Happy Birthday, Global Financial Crisis
First Published: ADawnJournal.com September 24, 2009
There has been so much said over the past couple of years about the dangers of recession, and much still to be said, but one event seen by many as the moment that the global financial crisis became a fact was the collapse of the American investment bank Lehman Brothers. It was one year ago this week that the bank went bust, and the realities of the crisis became clear to everyone at that point. If the Global Financial Crisis has a birthday, that date is the 16th of September. One year on, where are we in terms of the global financial situation?
The collapse of Lehman Brothers marked the point where governments around the world decided that intervention was the way to go. From that point on, many banks have been effectively nationalised – an act which in itself was massively controversial, seeing diverse reactions in different countries. In America, for example, Barack Obama’s determination to bolster the banking sector and revive the world’s largest economy led to accusations of totalitarianism, communism and Nazism. It may sound amusing, but this reaction was, seemingly, entirely serious.
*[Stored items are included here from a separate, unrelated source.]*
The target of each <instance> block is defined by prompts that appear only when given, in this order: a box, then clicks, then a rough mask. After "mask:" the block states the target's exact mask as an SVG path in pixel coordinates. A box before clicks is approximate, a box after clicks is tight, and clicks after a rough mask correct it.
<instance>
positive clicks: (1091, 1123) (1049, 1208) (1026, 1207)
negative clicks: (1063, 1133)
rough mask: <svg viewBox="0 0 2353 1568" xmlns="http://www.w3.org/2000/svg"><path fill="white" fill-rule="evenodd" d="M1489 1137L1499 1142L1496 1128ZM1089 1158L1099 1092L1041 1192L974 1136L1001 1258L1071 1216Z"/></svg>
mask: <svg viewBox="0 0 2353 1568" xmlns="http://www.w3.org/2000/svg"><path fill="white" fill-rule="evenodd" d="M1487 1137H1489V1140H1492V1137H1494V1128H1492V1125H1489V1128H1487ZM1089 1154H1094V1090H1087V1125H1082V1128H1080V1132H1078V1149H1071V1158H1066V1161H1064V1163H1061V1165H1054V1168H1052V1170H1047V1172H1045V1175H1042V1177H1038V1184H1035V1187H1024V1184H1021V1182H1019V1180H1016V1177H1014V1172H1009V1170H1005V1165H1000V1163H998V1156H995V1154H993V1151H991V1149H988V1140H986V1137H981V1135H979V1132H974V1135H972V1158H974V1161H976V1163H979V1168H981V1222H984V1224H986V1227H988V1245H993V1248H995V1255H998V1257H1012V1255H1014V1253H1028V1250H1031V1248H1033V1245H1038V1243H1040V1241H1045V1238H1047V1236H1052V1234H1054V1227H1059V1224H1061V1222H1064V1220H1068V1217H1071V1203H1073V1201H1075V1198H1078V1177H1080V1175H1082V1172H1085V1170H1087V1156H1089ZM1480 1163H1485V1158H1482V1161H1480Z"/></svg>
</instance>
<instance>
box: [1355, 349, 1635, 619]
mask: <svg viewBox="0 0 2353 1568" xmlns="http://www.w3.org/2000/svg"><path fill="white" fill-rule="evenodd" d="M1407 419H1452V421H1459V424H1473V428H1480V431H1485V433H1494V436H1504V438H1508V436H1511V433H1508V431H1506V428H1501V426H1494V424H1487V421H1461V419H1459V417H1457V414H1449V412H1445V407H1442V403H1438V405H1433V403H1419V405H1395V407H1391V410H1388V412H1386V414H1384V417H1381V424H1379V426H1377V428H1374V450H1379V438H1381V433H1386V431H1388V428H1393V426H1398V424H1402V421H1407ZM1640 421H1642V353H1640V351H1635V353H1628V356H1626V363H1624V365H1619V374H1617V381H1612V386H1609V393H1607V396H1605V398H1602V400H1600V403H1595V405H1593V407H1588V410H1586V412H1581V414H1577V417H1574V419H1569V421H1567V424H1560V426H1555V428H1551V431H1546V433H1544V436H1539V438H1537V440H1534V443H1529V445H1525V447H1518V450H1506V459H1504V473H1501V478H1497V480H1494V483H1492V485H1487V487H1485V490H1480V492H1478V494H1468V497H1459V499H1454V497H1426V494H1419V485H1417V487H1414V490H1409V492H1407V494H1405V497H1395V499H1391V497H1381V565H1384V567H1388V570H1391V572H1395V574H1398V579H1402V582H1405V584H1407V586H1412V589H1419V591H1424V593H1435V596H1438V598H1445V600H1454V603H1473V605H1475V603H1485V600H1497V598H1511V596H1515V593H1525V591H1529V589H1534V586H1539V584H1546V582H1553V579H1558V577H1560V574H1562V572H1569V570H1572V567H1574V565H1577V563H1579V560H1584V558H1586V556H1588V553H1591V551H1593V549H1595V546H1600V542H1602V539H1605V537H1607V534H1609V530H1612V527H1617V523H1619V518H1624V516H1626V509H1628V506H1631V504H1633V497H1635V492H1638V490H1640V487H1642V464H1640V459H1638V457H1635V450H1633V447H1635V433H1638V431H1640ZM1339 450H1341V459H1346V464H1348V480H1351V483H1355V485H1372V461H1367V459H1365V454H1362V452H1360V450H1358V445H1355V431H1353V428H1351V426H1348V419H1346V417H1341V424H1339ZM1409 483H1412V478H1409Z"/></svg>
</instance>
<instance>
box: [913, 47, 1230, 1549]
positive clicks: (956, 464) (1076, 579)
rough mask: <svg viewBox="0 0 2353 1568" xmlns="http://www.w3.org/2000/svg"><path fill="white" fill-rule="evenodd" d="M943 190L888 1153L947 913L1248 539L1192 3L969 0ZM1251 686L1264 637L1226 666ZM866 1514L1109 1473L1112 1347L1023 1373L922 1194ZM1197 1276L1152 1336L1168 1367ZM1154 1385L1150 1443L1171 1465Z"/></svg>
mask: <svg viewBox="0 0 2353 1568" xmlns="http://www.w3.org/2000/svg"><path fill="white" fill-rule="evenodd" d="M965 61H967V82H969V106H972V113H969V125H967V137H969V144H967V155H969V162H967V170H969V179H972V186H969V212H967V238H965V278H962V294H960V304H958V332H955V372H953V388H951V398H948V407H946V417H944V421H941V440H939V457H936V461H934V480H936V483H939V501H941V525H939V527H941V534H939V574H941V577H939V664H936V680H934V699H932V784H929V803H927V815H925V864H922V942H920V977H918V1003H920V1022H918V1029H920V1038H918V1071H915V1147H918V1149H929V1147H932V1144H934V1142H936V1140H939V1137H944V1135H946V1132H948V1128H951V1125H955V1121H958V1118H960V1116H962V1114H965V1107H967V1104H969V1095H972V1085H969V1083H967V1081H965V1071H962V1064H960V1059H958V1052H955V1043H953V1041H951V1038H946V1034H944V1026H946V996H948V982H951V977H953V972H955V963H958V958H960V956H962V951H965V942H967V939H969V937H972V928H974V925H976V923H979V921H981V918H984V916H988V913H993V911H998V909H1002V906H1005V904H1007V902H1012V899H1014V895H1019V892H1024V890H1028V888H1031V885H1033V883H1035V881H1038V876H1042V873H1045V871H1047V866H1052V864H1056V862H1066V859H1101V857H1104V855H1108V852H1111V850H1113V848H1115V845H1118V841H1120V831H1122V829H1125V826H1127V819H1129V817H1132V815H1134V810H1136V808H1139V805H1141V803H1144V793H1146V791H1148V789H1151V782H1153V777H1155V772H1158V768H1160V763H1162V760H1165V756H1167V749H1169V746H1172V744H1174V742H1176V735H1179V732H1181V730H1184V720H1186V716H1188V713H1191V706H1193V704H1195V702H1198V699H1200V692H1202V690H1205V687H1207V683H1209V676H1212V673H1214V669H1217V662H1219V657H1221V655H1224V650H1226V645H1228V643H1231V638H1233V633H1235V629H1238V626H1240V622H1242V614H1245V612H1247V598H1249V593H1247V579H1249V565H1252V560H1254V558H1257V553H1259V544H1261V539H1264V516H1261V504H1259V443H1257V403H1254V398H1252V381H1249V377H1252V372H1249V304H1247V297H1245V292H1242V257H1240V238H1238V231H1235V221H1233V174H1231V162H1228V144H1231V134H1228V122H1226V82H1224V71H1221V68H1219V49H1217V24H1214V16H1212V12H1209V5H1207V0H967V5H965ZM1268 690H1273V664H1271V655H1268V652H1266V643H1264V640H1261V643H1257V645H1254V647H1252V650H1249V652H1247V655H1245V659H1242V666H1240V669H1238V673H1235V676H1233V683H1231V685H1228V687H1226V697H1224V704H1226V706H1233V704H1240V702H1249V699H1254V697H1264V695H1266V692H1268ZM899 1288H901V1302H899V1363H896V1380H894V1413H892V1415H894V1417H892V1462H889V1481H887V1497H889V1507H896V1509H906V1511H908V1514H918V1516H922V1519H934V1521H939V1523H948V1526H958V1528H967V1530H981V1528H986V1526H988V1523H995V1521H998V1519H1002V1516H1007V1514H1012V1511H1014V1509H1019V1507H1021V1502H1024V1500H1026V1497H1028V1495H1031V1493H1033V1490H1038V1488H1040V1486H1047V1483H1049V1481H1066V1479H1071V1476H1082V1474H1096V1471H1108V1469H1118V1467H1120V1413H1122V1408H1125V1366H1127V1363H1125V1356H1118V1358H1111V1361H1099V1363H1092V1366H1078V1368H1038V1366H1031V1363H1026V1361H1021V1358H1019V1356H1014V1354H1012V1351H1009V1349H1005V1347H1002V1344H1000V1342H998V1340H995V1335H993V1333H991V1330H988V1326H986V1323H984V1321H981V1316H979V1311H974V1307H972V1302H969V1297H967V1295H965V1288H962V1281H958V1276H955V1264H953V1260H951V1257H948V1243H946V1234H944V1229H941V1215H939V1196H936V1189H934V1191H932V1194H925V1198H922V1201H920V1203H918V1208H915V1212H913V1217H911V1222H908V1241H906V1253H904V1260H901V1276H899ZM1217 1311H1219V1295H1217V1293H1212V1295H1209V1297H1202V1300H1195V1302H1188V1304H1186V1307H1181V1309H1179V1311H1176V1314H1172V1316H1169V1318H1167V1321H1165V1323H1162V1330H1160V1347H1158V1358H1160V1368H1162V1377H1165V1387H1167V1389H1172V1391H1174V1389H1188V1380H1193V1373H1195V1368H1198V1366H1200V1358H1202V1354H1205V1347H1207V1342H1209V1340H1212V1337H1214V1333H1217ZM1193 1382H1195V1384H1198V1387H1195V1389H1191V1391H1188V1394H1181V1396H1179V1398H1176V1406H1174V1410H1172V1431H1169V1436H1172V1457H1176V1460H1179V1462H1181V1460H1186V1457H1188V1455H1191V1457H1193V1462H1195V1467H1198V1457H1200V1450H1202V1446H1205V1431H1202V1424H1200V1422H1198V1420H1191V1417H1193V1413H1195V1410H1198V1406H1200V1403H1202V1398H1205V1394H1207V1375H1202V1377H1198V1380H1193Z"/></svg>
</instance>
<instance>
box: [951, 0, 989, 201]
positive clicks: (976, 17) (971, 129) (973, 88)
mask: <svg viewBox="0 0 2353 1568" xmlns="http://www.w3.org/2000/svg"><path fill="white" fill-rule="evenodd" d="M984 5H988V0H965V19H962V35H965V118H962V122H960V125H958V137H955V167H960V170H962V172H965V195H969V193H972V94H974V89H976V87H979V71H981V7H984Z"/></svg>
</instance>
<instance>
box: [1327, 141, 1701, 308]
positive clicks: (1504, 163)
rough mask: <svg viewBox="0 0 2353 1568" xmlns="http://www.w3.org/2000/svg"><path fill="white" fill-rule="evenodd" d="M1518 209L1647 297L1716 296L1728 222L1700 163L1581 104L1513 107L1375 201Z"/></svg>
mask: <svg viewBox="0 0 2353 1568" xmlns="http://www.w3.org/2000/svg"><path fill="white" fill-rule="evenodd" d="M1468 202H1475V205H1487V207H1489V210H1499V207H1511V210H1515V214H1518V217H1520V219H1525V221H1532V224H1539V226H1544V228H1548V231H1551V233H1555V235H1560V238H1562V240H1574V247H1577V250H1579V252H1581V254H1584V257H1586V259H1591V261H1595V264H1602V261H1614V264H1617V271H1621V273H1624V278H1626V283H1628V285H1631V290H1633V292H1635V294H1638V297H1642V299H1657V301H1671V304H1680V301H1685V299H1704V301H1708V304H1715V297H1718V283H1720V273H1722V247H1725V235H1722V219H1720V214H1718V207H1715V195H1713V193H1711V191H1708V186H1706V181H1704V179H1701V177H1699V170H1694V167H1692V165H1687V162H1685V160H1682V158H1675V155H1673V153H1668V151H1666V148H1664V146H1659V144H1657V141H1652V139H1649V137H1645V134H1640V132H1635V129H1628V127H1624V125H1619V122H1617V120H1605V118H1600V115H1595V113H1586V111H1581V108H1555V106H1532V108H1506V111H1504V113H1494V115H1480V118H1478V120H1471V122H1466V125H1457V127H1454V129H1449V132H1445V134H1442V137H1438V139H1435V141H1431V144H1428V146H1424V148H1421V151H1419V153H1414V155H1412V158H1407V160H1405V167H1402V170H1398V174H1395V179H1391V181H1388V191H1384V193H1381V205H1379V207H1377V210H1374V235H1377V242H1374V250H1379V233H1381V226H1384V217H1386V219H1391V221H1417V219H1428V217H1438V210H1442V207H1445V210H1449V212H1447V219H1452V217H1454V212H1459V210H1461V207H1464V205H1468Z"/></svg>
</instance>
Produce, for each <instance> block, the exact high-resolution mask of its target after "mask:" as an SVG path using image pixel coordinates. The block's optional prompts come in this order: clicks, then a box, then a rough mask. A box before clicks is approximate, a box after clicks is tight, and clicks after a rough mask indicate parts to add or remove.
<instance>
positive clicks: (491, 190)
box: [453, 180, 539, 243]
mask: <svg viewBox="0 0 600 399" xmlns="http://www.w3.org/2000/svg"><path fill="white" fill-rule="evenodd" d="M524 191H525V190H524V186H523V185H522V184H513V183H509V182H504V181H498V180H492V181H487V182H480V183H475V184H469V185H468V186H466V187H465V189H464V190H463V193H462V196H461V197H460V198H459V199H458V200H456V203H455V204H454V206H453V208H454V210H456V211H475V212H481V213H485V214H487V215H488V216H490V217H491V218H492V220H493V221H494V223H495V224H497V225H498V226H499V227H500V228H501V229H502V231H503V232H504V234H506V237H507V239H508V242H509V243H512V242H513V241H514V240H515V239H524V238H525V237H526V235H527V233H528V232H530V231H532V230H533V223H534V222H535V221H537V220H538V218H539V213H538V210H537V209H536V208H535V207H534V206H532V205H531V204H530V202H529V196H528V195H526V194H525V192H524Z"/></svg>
In other nations, a sense of skepticism over bank bailouts also persisted, but the bailouts are ratified now and the recovery is in place.
Would the world’s economy have bounced back in such a way and so soon without the government interventions that took place in most of the larger economies? It seems unlikely. Certainly, the banks which have received bailout cash have posted mixed results, with Goldman Sachs posting record numbers very shortly after receiving their lifeline, while others have suffered record losses. But many independent sources feel that the recession is in its last blasts and that this is due in no small part to government intervention. No government has given any indication that further bailout cash will be released, however, so it is now very much a matter of waiting for the situation to stabilise.
While we wait for that, it is believed that the recession has yet to do the last of its work in the sphere of employment. A recent report from the OECD claims that as many as 15million people worldwide have lost their jobs as a result of the financial crisis, and that there could yet be another 10million people made unemployed. Although economic results are improving, the effects of the recession will still be felt for a while to come.
While it would be fair to say that the financial sector has always had its critics, the overwhelming thread running through public reaction to the situation has been one of severe distrust of banks and bankers, and of injustice at the bailouts given to banks while many other industries have been left to fend for themselves. There is still a reluctance on the part of the banks to lend to customers – much to the chagrin of the governments which released the cash to save them – and it might be a while before the stability being claimed for the global economy is seen in the bank accounts and employment prospects of the “man on the street”. This story has some time to run as it blows out the solitary candle on its birthday cake.